In the 1980s I was diving deeply into genealogy waters – looking for “my women” and finding things I never knew about those “survivors” who nourished my deep North Carolina tap root. I wanted to tell my family, especially my daughters, about them but only Jim listened to the stories. The others found the chorus of begats boring. Then I stumbled upon storytelling for grown-ups. I squeezed Jim’s arm one evening when we were listening to a fine storyteller tell about her father – “I am going to do that – – and they are going to come.”
That’s when I say I became a storyteller – although I was born and raised by women who were good North Carolina talkers and I learned to tell stories as they told them.
The second sentence Diamant writes for the character in the Prologue is, “my memory is dust”- meaning her story has not been told.
She goes on –
“If you want to understand any woman you must first ask about her mother and then listen carefully.
Stories about food show a strong connecton. Wistful silences demonstrate unfinished business. The more a daughter knows the details of her mother’s life – without flinching or whining – the stronger the daughter.”
There follows a page on what women and daughters share over the chores they do together and then she rocked me again.
” But the other reason women wanted daughters was to keep their memories alive.”
The character says ” I carried my mother’s stories into the next generation —-”
Then, ” I wish I had more to tell of my grandmothers. It is terrible how much has been forgotten, which is why, I suppose, remembering seems a holy thing.”
The Red Tent is a mid-rash on the life of the Biblical woman Dinah whose story is untold. Diamant’s reconstruction and re-telling is brilliant. However, I doubt I will finish reading Dinah’s fresh story. Anita Diamant has made me realize that I have a lot of work to do in a shortened time. To tell my story – and to refresh the survivors’ stories I have gathered.

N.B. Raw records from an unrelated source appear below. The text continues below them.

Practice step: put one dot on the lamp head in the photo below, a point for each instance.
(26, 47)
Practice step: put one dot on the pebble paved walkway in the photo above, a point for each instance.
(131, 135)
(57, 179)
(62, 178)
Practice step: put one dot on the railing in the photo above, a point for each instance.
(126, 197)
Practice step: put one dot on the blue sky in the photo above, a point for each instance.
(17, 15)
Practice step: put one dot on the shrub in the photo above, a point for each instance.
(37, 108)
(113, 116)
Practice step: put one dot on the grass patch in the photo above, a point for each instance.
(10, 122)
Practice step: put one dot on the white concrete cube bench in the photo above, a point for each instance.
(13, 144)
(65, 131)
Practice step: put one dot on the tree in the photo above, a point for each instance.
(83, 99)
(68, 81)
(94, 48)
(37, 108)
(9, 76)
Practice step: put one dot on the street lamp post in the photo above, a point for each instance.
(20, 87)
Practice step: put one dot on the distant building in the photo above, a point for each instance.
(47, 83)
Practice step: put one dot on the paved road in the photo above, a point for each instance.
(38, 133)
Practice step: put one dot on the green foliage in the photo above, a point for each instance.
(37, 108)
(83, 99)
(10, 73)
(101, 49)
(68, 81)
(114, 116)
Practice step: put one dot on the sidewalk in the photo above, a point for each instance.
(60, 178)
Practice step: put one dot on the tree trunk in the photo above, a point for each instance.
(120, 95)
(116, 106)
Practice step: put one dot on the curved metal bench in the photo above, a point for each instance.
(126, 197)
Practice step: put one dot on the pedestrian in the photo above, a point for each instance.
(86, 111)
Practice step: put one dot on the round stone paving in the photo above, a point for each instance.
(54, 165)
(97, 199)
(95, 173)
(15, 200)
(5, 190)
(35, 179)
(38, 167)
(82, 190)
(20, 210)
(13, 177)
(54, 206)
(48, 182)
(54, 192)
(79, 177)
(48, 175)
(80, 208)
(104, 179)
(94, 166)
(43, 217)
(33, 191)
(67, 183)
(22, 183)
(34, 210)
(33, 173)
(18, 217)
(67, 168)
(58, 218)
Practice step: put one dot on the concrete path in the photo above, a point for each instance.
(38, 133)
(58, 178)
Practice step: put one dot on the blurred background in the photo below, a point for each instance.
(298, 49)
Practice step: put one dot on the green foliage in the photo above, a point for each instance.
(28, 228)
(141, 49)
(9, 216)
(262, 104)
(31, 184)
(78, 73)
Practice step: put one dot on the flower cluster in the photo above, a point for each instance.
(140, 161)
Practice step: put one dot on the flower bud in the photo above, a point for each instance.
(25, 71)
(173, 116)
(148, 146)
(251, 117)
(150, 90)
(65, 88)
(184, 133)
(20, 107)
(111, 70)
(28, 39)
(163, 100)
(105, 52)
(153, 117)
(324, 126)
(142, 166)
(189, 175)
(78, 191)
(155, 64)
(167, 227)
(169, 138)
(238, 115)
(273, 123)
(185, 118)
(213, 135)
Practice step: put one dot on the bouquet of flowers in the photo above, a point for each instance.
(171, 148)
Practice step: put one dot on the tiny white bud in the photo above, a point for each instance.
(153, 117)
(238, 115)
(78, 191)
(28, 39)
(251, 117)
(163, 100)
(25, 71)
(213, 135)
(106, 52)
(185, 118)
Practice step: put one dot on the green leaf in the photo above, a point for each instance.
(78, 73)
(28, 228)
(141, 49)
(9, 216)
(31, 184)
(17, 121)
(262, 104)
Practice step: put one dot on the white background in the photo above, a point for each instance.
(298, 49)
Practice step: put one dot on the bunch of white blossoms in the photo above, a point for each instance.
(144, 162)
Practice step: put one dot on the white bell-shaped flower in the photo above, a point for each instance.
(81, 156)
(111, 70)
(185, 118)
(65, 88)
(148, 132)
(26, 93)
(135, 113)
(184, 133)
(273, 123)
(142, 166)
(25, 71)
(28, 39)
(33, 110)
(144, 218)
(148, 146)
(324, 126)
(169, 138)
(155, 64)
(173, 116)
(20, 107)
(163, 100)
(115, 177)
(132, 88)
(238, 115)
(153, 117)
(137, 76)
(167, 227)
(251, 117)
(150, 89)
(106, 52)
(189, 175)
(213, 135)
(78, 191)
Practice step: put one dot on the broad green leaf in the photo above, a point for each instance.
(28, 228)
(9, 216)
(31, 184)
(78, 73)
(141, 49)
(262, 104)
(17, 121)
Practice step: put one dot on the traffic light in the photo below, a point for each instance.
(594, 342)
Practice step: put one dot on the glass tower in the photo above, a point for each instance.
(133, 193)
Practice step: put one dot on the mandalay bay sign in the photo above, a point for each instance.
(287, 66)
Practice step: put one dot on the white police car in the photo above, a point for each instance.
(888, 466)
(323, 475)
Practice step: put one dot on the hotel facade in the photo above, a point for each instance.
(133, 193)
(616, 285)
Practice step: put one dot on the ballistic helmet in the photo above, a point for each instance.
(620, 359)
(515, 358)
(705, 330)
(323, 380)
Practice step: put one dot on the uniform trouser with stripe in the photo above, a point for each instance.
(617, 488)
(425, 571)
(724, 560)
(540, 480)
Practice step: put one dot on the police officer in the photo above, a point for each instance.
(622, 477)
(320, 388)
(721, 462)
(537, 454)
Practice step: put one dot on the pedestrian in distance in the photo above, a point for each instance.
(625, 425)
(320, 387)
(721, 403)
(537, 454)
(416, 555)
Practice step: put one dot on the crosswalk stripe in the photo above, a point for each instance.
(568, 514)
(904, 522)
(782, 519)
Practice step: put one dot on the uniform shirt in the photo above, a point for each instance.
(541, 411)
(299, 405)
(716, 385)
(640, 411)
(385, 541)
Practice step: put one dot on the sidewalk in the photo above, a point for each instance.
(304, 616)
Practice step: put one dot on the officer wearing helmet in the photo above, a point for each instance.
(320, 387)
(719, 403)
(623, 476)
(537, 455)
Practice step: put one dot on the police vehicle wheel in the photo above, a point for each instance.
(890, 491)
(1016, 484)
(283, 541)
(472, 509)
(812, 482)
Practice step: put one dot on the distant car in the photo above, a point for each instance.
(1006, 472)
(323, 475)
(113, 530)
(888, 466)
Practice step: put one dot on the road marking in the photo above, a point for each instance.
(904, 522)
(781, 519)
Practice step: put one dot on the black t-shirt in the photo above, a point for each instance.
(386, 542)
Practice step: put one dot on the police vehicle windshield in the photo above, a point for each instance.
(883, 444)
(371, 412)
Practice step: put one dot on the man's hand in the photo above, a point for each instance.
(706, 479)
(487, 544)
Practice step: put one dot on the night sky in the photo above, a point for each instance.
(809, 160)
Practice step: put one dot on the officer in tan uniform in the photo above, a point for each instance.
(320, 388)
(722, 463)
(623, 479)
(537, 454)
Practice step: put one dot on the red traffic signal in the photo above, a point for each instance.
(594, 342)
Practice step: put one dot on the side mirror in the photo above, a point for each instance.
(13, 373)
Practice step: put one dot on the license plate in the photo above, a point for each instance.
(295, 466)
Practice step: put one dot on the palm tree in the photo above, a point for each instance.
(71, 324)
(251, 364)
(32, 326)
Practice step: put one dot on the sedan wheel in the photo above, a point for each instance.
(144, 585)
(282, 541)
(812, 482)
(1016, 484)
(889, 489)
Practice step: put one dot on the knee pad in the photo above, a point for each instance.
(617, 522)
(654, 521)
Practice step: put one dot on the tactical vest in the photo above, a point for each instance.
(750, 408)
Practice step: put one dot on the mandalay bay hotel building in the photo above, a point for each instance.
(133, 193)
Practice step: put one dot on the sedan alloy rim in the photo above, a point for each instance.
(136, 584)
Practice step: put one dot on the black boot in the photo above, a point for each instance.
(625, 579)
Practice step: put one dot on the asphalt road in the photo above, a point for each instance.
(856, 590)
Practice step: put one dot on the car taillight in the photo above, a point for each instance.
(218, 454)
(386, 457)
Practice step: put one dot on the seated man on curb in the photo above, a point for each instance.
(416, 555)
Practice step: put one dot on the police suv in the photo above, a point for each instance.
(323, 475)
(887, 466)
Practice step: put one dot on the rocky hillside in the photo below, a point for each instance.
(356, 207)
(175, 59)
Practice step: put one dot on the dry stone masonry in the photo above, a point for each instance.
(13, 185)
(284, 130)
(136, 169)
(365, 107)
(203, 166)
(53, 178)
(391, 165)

I owe this to my daughters. My grand-daughters need to learn their maternal line stories first, maybe later they will have interest in mine. I don’t expect my grand-sons to have much interest at all – maybe their wives will be curious as I was about Jim’s family.
Grateful to have storytelling to use as a vehicle for sharing the stories. Perhaps,like Diamant, I will say something that will spur others to look for their stories.